Nuclear Energy Activist Toolkit #15: Raising Nuclear Safety Concerns

September 24, 2013
Dave Lochbaum
Former contributor

The NRC’s process for handling allegations of safety problems at nuclear power plants was described in NEAT #8. Workers at nuclear power plants, as well as workers at companies providing goods and services to nuclear power plants, are protected by federal regulation from being discriminated against for having raised safety concerns.

When a worker believes an employer has discriminated against him or her due in whole or in part to having raised nuclear safety concerns, the Energy Reorganization Act (ERA) provides up to 180 days to file a complaint with the U.S. Department of Labor (DOL).

DOL initially screens complaints it receives to ascertain (a) if the alleged discrimination occurred within the time-frame (usually past 180 day) specified in the ERA, (b) if the worker was likely engaged in an activity protected under the ERA, and (c) if a prima facie case has been made that the worker raised safety concern(s) and experienced discrimination for having done so.

DOL investigates complaints passing its initial screening. DOL’s efforts can find in favor of the worker or the employer. As typical with legal proceedings, DOL’s decisions can be – and often are – appealed.

While some complaints are resolved by parties reaching settlement terms during the proceedings, the DOL’s final decisions can range from ordering the employer to reinstate a terminated worker and/or providing financial restitution for harm caused by the discrimination to finding that the worker did not file a timely complaint, was not engaged in an activity protected under the law, or failed to show that the discrimination was due to having raised safety concerns and not for other non-protected reasons (e.g., poor job performance).

The DOL has a useful webpage to see what companies are experiencing discrimination-related issues. The right-hand portion of the DOL’s webpage allows cases meeting specified criteria to be retrieved and reviewed.

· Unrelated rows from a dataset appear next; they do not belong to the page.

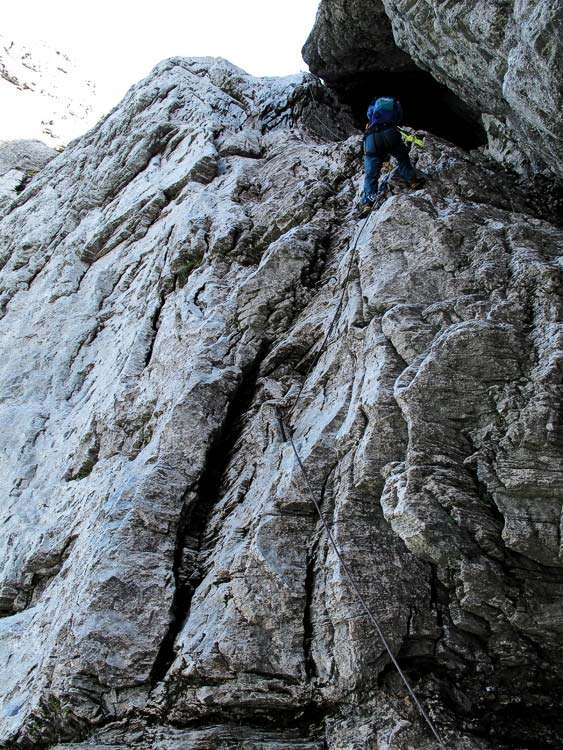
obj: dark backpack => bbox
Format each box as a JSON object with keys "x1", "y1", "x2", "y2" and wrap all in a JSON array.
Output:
[{"x1": 368, "y1": 96, "x2": 403, "y2": 127}]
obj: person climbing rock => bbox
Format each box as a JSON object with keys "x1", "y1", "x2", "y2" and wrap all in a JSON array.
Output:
[{"x1": 359, "y1": 96, "x2": 423, "y2": 216}]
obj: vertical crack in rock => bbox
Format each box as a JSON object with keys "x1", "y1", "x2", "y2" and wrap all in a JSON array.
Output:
[
  {"x1": 150, "y1": 344, "x2": 266, "y2": 686},
  {"x1": 303, "y1": 467, "x2": 334, "y2": 681},
  {"x1": 303, "y1": 537, "x2": 319, "y2": 680},
  {"x1": 145, "y1": 291, "x2": 166, "y2": 367}
]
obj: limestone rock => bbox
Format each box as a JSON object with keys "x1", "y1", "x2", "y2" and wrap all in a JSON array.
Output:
[
  {"x1": 0, "y1": 58, "x2": 563, "y2": 750},
  {"x1": 0, "y1": 141, "x2": 57, "y2": 212},
  {"x1": 304, "y1": 0, "x2": 563, "y2": 180}
]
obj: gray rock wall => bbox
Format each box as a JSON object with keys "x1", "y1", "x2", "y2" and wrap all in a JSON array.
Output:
[
  {"x1": 304, "y1": 0, "x2": 563, "y2": 180},
  {"x1": 0, "y1": 59, "x2": 563, "y2": 750}
]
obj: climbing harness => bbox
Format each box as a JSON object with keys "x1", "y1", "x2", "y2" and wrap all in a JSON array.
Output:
[
  {"x1": 398, "y1": 128, "x2": 426, "y2": 148},
  {"x1": 275, "y1": 83, "x2": 446, "y2": 750}
]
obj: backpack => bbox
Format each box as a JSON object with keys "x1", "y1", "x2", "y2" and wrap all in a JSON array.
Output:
[{"x1": 368, "y1": 96, "x2": 403, "y2": 127}]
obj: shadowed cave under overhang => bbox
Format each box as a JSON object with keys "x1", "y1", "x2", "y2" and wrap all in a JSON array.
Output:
[{"x1": 327, "y1": 70, "x2": 487, "y2": 150}]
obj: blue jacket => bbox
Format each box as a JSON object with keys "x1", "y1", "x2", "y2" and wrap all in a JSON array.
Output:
[{"x1": 368, "y1": 97, "x2": 403, "y2": 127}]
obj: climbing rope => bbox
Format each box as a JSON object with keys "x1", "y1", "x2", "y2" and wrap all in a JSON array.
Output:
[
  {"x1": 289, "y1": 212, "x2": 371, "y2": 426},
  {"x1": 276, "y1": 407, "x2": 447, "y2": 750},
  {"x1": 275, "y1": 76, "x2": 446, "y2": 750},
  {"x1": 276, "y1": 212, "x2": 446, "y2": 750}
]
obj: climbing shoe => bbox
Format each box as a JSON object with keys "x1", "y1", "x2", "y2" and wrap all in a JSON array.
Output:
[{"x1": 409, "y1": 174, "x2": 426, "y2": 190}]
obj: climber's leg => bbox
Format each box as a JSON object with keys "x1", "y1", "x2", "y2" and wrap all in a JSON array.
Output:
[{"x1": 362, "y1": 134, "x2": 383, "y2": 203}]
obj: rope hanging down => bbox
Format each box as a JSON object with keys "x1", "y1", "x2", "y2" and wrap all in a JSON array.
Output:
[
  {"x1": 276, "y1": 213, "x2": 446, "y2": 750},
  {"x1": 289, "y1": 212, "x2": 371, "y2": 426}
]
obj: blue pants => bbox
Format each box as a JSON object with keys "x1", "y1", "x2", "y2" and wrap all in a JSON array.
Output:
[{"x1": 363, "y1": 127, "x2": 415, "y2": 203}]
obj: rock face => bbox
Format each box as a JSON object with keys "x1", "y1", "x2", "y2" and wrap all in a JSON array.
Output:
[
  {"x1": 0, "y1": 34, "x2": 95, "y2": 147},
  {"x1": 0, "y1": 141, "x2": 57, "y2": 212},
  {"x1": 0, "y1": 54, "x2": 563, "y2": 750},
  {"x1": 304, "y1": 0, "x2": 563, "y2": 179}
]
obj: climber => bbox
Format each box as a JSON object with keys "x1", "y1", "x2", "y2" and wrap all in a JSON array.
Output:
[{"x1": 360, "y1": 96, "x2": 423, "y2": 216}]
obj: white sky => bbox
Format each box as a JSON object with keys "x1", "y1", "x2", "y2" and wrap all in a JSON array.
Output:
[{"x1": 0, "y1": 0, "x2": 319, "y2": 110}]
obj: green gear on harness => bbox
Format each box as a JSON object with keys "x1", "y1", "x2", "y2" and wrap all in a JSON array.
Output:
[{"x1": 399, "y1": 128, "x2": 425, "y2": 148}]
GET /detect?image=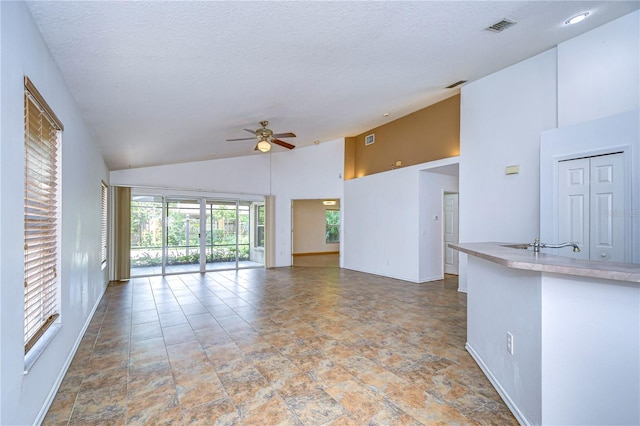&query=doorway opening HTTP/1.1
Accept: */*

[442,192,458,275]
[291,198,341,268]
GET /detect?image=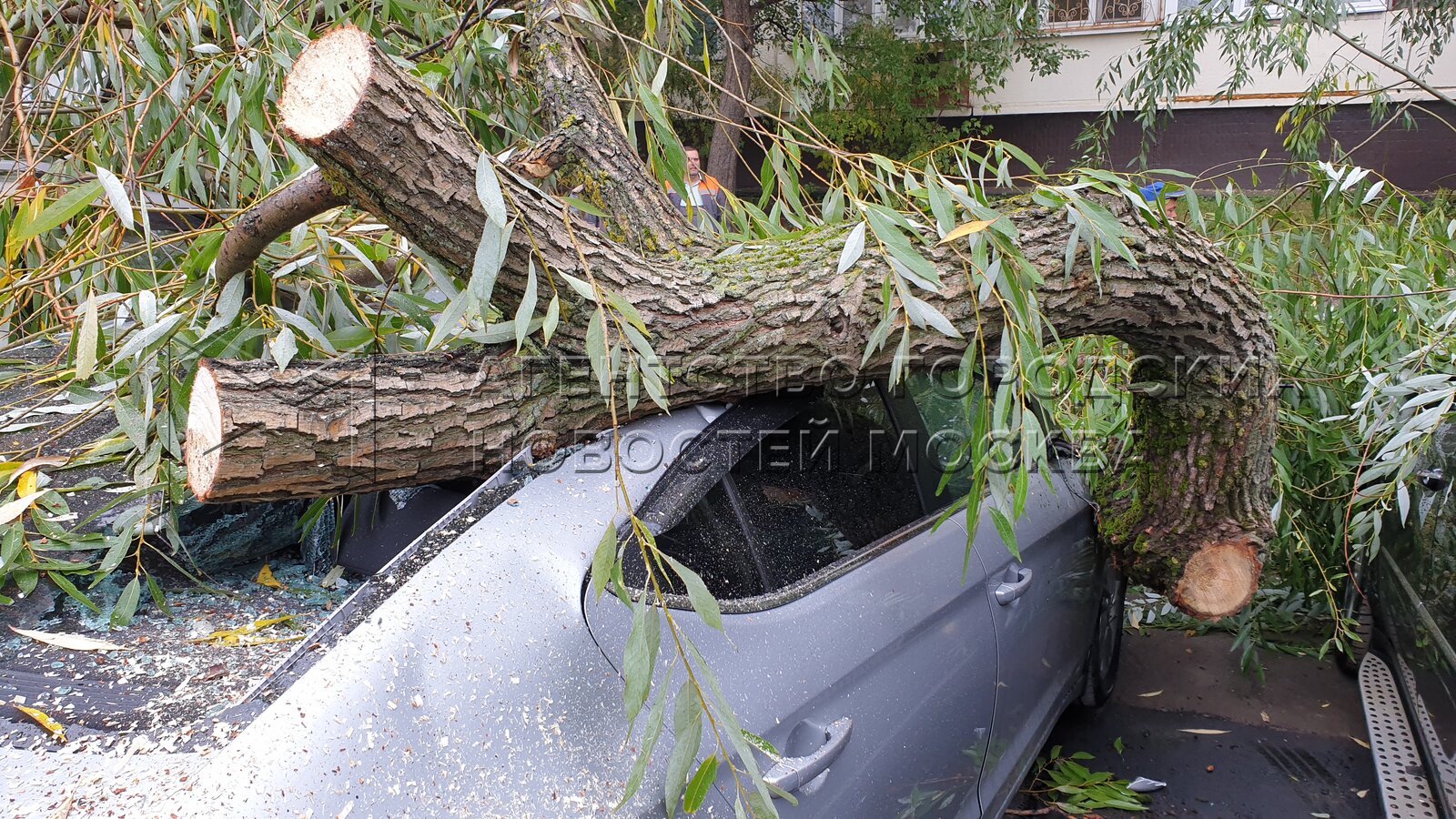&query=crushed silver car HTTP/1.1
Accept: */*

[0,376,1124,819]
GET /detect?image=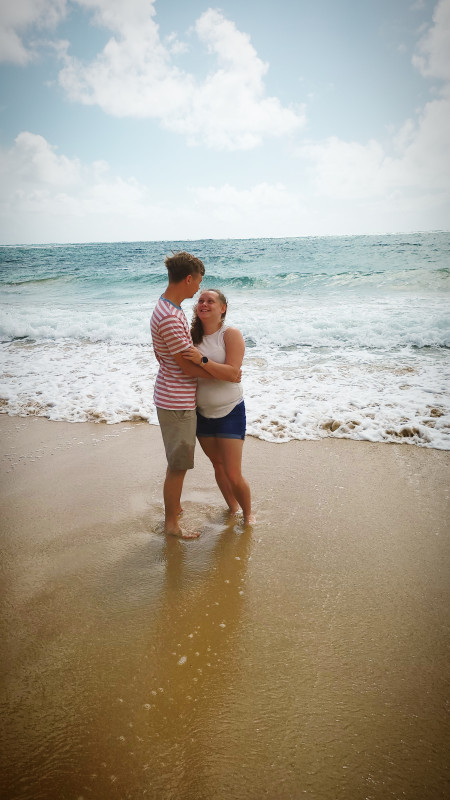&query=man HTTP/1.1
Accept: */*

[150,252,209,539]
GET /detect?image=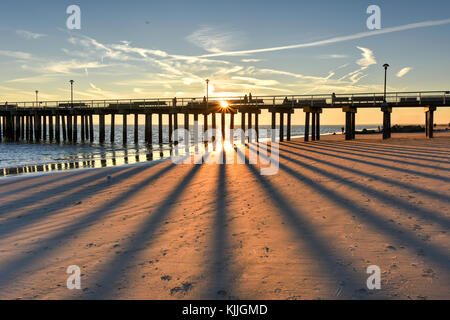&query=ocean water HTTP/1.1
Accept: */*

[0,124,377,177]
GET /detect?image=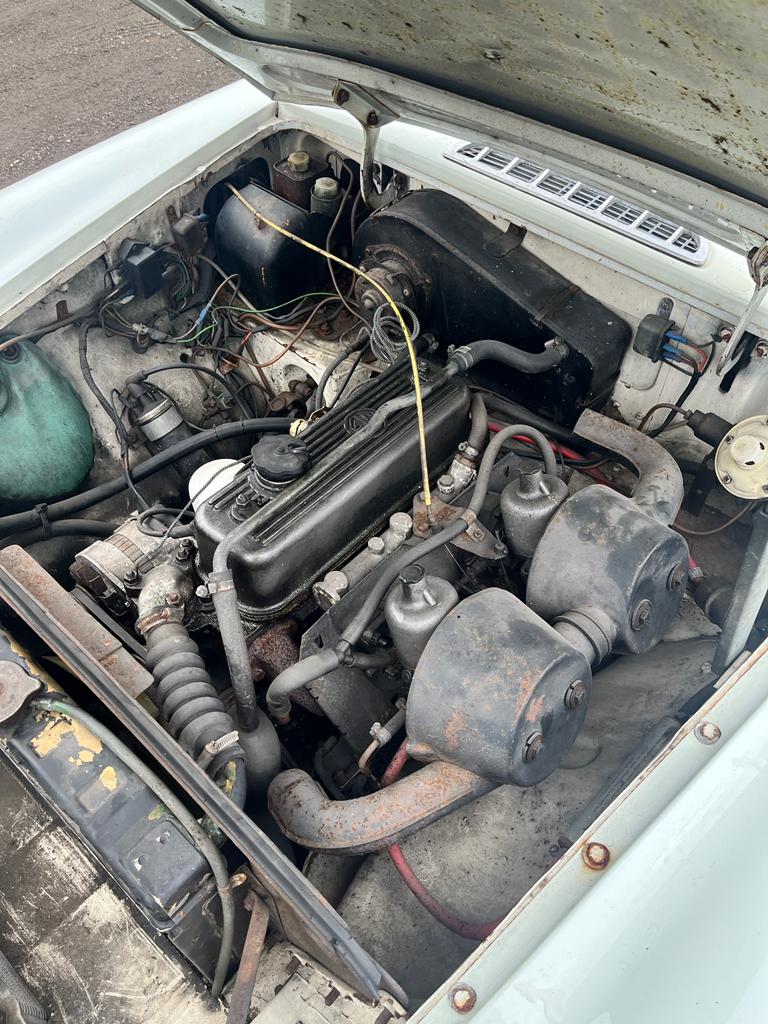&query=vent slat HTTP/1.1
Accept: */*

[444,142,710,266]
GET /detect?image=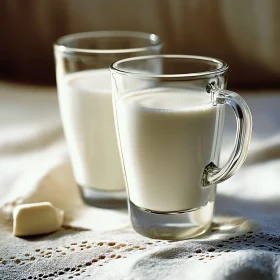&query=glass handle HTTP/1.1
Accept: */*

[202,88,252,186]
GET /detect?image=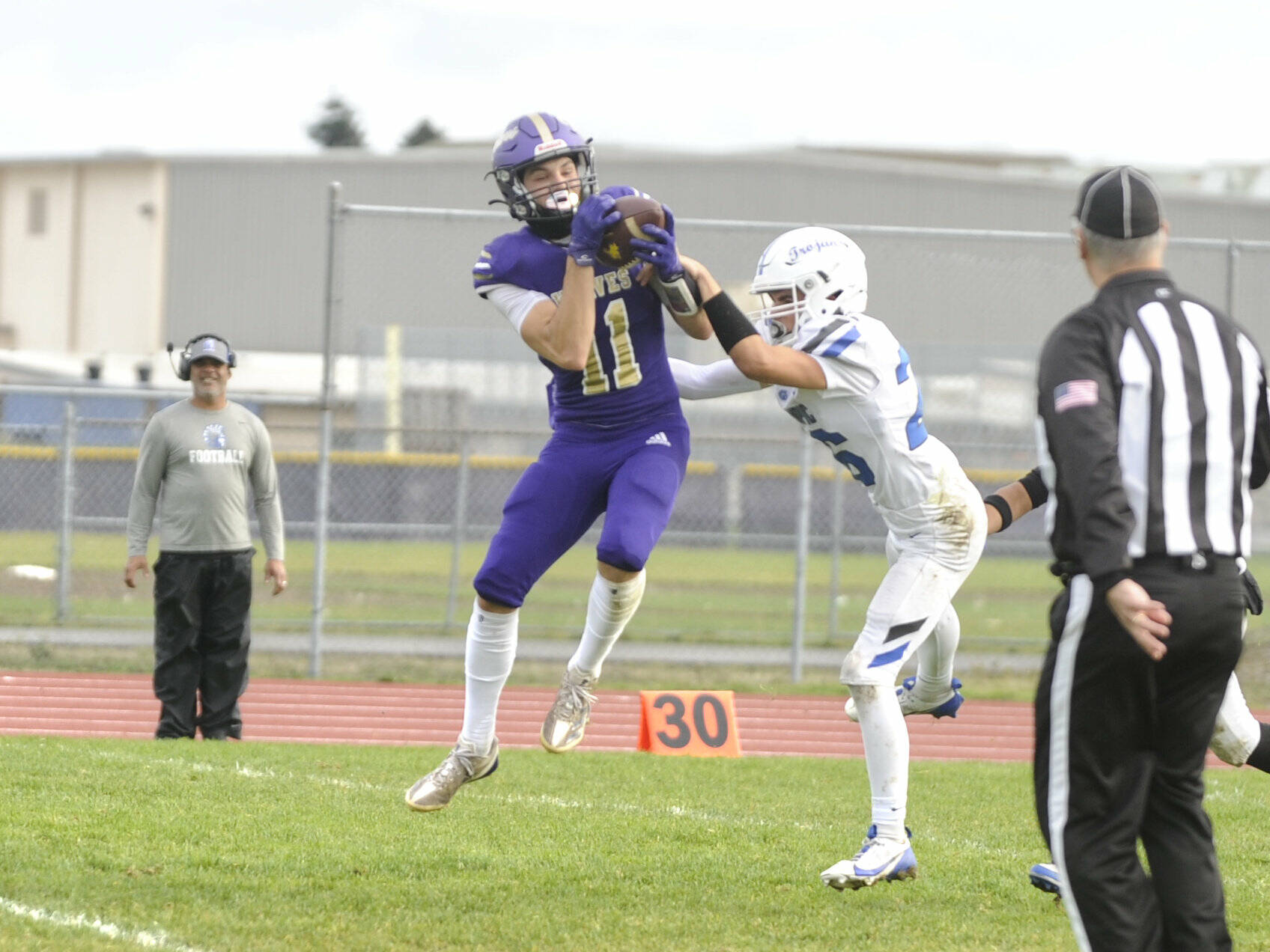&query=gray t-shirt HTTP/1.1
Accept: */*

[128,400,283,558]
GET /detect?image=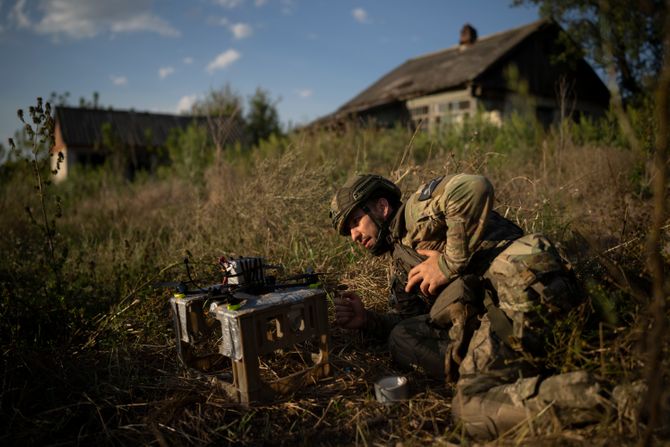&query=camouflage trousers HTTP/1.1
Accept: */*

[389,235,602,440]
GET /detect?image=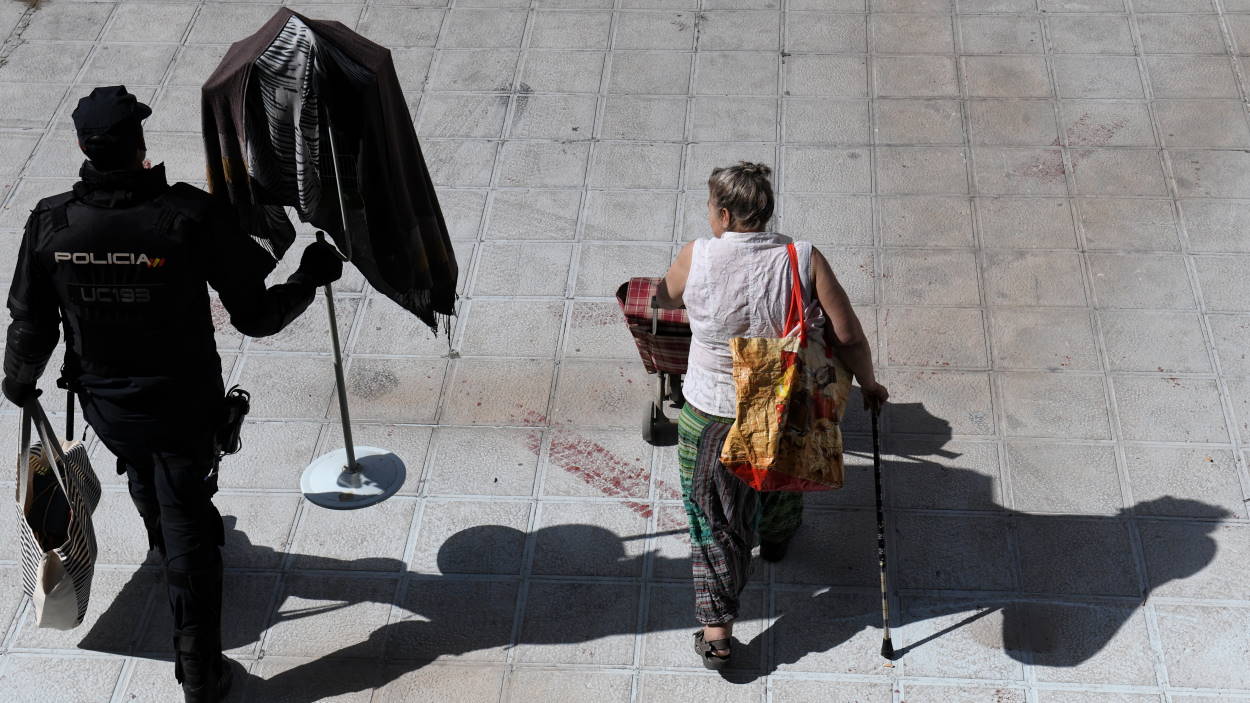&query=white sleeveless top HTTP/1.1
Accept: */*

[681,231,824,418]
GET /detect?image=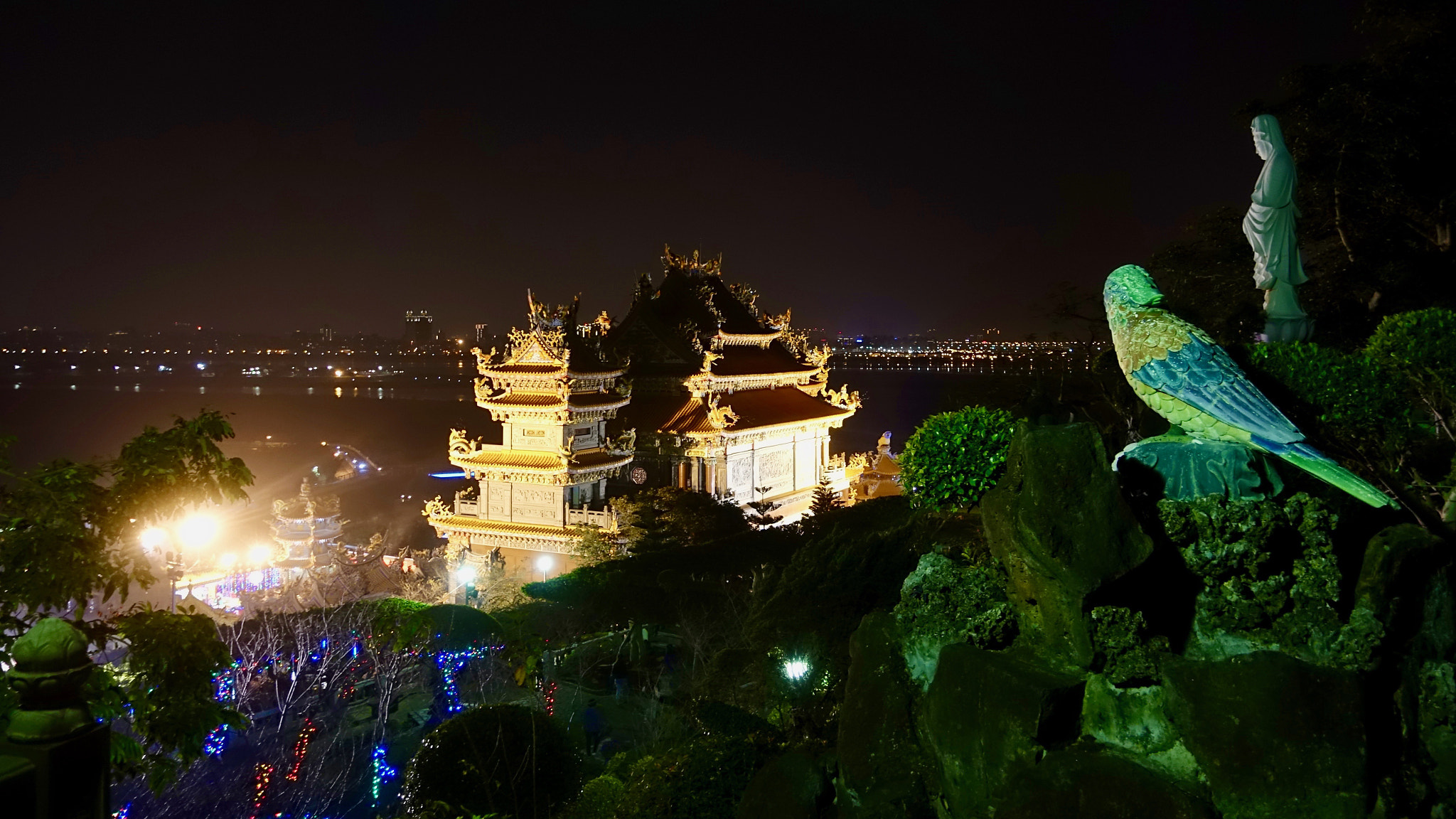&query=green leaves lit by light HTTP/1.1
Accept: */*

[900,407,1015,508]
[783,657,810,682]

For example, typing “Indian Point” into the “for:” box under Option 1 and clicking the SEARCH icon returns 21 cases. (NOTE: Typing Indian Point into the box without quotes returns 225 cases where “Indian” and “point” are mentioned anywhere within the record and not necessarily next to each other.) Twenty of these cases are Administrative Law Judge (ALJ) decisions and one involves a decision by the Administrative Review Board (ARB) regarding an appeal. (NOTE: Only two of the twenty ALJ cases are shown initially. To view all the cases, click on the “See all 20” link.)

Or, one can search the cases by year the complaint was filed, the name of the worker filing the complaint, or the employer named in the complaint.

To search for complaints filed in a specified year, enter the year in YYYY format (e.g, 2012) in the first box under the OALJ Case Number heading in Option 2 and click “Go.” Searching just for cases originated in 2012 returned over 8,600 records, so searching by year alone might be an easy way to waste lots of time.

To search for complaints filed against specified companies (employers), enter the name into the Employer/Respondent” box in Option 2 and click “Go.” Entering Tennessee Valley Authority into the box (no quotes are needed for these entries) returned 142 records. The “hit” list for select employers:

142 Tennessee Valley Authority

45 Wackenhut

37 Westinghouse

31 General Electric

30 Florida Power & Light

19 Commonwealth Edison

18 Georgia Power

17 Exelon

16 Entergy

16 Northeast Utilities

15 Carolina Power & Light

5 New York Power Authority

4 Boston Edison

4 First Energy

4 Philadelphia Electric

2 Dominion Nuclear

2 NextEra

1 General Public Utilities

0 Greenpeace

No one holds a candle to the Tennessee Valley Aurthority.

The good news is that nuclear workers have the legal right to freely raise safety concerns and that DOL provides workers a safety net by investigating and correcting times when employers have violated those rights.

The bad news is that the safety net gets quite a bit of use. It would be better if this safety net was collecting dust rather than workers pushed by employers off the nuclear tightrope.


The UCS Nuclear Energy Activist Toolkit (NEAT) is a series of post intended to help citizens understand nuclear technology and the Nuclear Regulatory Commission’s processes for overseeing nuclear plant safety.